La “guerre sainte” du Kremlin contre l’Ukraine


L’idée d’une « guerre sainte » en Europe peut sembler un retour aux siècles passés. Pourtant, c’est essentiellement ainsi que l’Église orthodoxe russe et son chef, le patriarche Cyrille de Moscou, ont dépeint l’invasion de l’Ukraine par la Russie. Le patriarche Kirill a dirigé des prières pour les soldats russes luttant pour ce qu’il a appelé la « véritable indépendance » de la Russie et a fait écho au récit du Kremlin selon lequel Moscou se bat pour se défendre contre des ennemis extérieurs pécheurs ; des prêtres dissidents ont été dénoncés. Ce comportement montre non seulement à quel point l’Église et l’État se sont entrelacés dans la Russie de Vladimir Poutine, mais il est également important de comprendre les motivations de l’invasion de l’Ukraine par Moscou – et à quel point il considère comme étant en jeu.

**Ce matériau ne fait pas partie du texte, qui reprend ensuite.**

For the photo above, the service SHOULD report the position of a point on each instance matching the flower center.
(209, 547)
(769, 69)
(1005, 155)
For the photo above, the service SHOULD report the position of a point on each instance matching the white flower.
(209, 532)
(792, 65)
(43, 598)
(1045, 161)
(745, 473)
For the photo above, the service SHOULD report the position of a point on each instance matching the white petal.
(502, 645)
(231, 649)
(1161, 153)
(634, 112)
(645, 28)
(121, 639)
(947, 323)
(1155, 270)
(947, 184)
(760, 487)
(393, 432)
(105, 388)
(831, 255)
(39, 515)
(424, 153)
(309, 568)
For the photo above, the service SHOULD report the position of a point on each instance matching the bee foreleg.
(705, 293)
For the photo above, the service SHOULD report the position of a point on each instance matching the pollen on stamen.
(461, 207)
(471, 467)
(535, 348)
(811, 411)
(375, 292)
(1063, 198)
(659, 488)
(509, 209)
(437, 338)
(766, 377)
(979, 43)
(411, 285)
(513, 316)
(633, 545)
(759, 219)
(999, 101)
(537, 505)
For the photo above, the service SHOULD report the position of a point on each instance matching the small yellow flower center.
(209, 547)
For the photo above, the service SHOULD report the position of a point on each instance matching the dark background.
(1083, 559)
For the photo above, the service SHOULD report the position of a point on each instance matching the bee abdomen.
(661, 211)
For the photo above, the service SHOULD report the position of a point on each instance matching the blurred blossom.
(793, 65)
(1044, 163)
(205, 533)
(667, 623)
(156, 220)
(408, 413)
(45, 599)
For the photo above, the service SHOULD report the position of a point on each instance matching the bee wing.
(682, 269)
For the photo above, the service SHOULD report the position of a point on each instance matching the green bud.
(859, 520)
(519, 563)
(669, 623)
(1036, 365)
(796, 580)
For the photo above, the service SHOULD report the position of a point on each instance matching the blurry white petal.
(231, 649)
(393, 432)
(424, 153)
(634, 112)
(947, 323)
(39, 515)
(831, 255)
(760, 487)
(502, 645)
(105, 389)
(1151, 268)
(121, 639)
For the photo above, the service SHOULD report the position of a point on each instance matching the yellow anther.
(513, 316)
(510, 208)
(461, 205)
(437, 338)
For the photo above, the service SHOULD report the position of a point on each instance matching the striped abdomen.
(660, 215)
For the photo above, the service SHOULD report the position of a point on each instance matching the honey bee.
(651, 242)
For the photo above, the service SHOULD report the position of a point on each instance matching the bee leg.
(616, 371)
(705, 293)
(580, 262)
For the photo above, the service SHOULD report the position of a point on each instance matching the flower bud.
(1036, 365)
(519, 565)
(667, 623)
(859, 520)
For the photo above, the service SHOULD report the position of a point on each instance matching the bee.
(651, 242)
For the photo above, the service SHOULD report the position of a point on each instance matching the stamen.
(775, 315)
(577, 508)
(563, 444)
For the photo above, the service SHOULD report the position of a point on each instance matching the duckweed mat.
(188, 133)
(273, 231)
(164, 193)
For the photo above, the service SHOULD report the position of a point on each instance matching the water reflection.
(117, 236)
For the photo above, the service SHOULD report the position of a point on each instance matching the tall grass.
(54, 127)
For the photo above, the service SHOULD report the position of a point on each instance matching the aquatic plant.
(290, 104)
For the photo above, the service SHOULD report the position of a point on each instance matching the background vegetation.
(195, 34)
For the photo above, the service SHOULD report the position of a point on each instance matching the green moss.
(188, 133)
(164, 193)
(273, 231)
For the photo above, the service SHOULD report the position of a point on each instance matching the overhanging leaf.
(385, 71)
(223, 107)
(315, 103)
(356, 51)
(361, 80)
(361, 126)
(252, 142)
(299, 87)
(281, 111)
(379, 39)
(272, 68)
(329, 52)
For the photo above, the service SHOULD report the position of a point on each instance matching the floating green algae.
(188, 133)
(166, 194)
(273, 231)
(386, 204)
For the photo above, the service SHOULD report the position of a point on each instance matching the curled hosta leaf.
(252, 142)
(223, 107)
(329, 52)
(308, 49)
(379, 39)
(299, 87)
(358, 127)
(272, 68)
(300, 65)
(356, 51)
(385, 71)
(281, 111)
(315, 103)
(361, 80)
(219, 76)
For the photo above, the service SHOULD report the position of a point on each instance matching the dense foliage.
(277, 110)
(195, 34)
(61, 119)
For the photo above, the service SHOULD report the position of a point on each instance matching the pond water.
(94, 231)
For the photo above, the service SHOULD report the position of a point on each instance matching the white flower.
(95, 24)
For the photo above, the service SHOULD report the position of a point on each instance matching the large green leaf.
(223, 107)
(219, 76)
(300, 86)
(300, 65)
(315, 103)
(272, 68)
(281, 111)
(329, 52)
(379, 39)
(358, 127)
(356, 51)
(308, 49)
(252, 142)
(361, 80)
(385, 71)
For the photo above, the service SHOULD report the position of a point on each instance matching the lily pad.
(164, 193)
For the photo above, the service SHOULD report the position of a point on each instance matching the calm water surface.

Bien qu’elle n’en fasse pas officiellement partie, l’Église orthodoxe russe est devenue de facto un pilier du régime autocratique de Poutine. Après avoir été réprimée pendant des décennies sous le communisme, l’église a formé un lien curieux avec les descendants des services de renseignement soviétiques qui étaient ses persécuteurs. Il a été bien récompensé en retour, avec des privilèges pour sa haute hiérarchie et des milliers de nouvelles églises en cours de construction.

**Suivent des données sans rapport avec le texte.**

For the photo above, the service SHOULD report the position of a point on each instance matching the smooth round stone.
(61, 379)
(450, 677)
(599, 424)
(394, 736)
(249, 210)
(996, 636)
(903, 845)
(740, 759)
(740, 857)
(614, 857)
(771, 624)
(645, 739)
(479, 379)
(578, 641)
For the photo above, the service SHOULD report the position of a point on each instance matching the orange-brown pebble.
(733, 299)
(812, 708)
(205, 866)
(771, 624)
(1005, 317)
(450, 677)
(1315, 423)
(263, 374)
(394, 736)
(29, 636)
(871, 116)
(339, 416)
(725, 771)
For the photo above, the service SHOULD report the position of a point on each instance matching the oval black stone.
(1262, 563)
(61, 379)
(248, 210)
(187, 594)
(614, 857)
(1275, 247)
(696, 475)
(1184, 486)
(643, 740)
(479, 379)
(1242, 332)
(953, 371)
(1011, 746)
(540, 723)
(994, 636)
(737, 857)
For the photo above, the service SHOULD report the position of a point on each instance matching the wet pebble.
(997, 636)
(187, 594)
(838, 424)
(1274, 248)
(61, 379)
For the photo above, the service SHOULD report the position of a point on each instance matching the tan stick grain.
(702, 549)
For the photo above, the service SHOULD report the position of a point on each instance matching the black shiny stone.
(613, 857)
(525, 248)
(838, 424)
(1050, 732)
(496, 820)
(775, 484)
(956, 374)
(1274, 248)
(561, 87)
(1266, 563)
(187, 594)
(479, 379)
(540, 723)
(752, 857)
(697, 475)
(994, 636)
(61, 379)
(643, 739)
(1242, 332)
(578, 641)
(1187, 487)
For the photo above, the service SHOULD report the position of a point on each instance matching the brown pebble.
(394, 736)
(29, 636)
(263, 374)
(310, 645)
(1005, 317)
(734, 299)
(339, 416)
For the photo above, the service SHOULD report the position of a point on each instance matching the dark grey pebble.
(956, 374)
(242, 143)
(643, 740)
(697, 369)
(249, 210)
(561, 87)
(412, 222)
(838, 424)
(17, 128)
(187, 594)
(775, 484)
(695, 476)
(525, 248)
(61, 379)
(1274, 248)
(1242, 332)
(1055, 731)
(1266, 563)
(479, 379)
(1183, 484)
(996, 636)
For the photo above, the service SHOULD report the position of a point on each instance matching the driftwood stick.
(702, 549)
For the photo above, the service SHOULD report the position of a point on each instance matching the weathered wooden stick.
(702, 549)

Le lien va au-delà du simple soutien aux actions et au récit du Kremlin. Le rôle revendiqué de l’église de Moscou en tant que défenseur des valeurs « traditionnelles » contre un Occident décadent est un élément clé du nationalisme russe de Poutine. Parmi ses riches bailleurs de fonds figurent plusieurs « oligarques orthodoxes » et descendants de Russes blancs qui ont fui à l’étranger après la Révolution de 1917.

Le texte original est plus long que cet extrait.